第52話 バレた、だが気づかない

「見つけた」


レズリ―の弟、アーサー・エヴァ―ルイスはシスカの写真を見て、赤色の瞳がきらりと光った。


「この男だ、あの結婚式の時にいた男は」


アーサーはそういって立ち上がった。


「これからこの男・・・シスカ・スチュワートに会いに行く。行くぞ、ルーシー」


目が覚めるような緋色の髪がふわりと揺れた。アーサーの専属メイドルーシー。といっても彼女がアーサーの専属になったのは最近のことだった。


「いきなりどうされたんですか、いつもはこんなこと言わないじゃないですか」


くせ毛で短髪のルーシーは緑色の瞳でアーサーを見つめた。


「あぁ、この男は特別なんだ」


いつもクールで無表情で、何を考えているかわからないアーサーがこんなに興奮気味に話すなんて。何者なのよその男。

ルーシーの頬に汗がつたった。

きっととんでもない王国の王子か、どこかの王様か、はたまたカリスマ執事ね。


「待てよ・・・・この男!」


アーサーは、あることに気づき大きく目を見開いた。


「ハックシュン」


一方その頃、ただの執事であるシスカは掃除をしながらのんきにくしゃみをしていた。

ジゼルの誕生日パーティも終わりのどかな日々が戻ってきたジゼルのお屋敷。ジゼルは毎日子供のようにハトのぬいぐるみを抱きしめて寝ている。

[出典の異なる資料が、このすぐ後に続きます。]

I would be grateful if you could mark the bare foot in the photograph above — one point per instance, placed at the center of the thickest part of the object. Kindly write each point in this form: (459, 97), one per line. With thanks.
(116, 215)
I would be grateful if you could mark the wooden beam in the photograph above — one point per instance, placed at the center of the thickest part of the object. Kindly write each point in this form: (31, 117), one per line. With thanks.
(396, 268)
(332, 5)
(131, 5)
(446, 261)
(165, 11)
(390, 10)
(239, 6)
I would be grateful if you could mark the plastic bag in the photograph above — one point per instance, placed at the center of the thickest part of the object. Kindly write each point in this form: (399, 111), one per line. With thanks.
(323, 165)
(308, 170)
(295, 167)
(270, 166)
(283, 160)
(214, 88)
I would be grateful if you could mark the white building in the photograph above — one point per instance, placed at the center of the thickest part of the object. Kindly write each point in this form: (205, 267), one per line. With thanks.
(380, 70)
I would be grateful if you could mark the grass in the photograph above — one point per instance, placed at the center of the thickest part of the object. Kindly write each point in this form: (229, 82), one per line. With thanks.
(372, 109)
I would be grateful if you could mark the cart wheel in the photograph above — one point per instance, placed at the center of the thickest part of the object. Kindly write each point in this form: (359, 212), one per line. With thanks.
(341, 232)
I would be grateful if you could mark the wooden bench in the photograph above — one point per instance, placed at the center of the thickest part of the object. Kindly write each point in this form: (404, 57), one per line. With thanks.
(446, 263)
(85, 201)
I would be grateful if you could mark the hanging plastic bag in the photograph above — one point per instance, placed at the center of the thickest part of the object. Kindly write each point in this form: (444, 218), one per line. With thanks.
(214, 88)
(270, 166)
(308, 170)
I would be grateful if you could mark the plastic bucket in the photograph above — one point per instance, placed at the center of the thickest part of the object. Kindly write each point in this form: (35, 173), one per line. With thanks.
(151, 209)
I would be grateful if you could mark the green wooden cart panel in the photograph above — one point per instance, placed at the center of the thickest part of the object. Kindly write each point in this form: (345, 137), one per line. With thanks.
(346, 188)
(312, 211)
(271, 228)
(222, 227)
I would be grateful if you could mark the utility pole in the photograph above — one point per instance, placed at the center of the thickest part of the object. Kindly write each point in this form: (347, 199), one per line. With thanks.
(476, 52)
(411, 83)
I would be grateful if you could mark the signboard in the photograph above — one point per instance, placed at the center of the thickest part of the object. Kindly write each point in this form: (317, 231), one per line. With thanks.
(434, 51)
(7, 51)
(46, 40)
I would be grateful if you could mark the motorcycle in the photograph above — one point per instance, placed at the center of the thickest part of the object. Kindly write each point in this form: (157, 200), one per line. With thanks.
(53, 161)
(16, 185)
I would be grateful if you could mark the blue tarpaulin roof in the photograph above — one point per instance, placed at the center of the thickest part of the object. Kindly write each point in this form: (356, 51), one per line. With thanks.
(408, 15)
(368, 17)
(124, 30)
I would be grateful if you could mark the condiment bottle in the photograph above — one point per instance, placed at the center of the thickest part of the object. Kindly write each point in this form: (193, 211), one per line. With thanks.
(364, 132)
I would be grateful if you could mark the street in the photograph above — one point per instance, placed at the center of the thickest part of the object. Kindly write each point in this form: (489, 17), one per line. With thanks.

誕生日から数日はハトのぬいぐるみを絶対に手放さないジゼルお嬢様だったが、汚れたらどうするんですかという俺の説得によって寝るときと部屋にいるとき(たまに)以外はお部屋にお留守番になった。


だがハトのぬいぐるみにマスク様と名前をつけるのはなんとかならなかったのだろうか。

恥ずかしいやら大事にされているようでうれしいやらでシスカは複雑な気持ちだった。

初めて誕生日プレゼントを用意し、渡し、これだけ喜ばれ大事にされていれば当然嬉しい。

シスカは、そんなジゼルを見て照れくさい気持ちを抱いていた。


「シスカ殿、なんだかご機嫌でありますな」


後ろからマチルダさんに声をかけられて俺はびくりと肩を震わせた。


「いえ・・・そんなそんな」

「顔がにやけているでありますよ。さては誕生日の時に何かあったでありますね」

「い、いや、何もなかったですよ」


確かに何もなかった。

今後、何かあることはあるのだろうか。

いや、何を考えているんだ俺は。


首をぶんぶん振っていたシスカは、玄関のチャイムがなってハッとした。

客人?

来るとしたらレズリ―お嬢様か?でも、今日はジゼルお嬢様からレズリ―お嬢様と会うようなことは聞いてないぞ。


マチルダは、首を傾げて玄関へと足早に向かっていった。


「マチルダさん、転ばないでくださいよ!」

「大丈夫でありま・・・っ」

ずだんと何もないところで転んだマチルダを見下ろしながら、シスカはやっぱり・・・と眉を下げた。


「大丈夫ですか」


シスカが手を貸して、マチルダが起き上がっているうちに、その場にいなかったロゼッタが玄関にいた。


「どなたでしょうか」


扉の前で、アーサーは専属メイドのルーシーと立っていた。


「あの仮面の男、調べたらジゼルの執事だったようだ」


腕を組んでシスカを待つアーサーは、シスカが出てくるのを待っていた。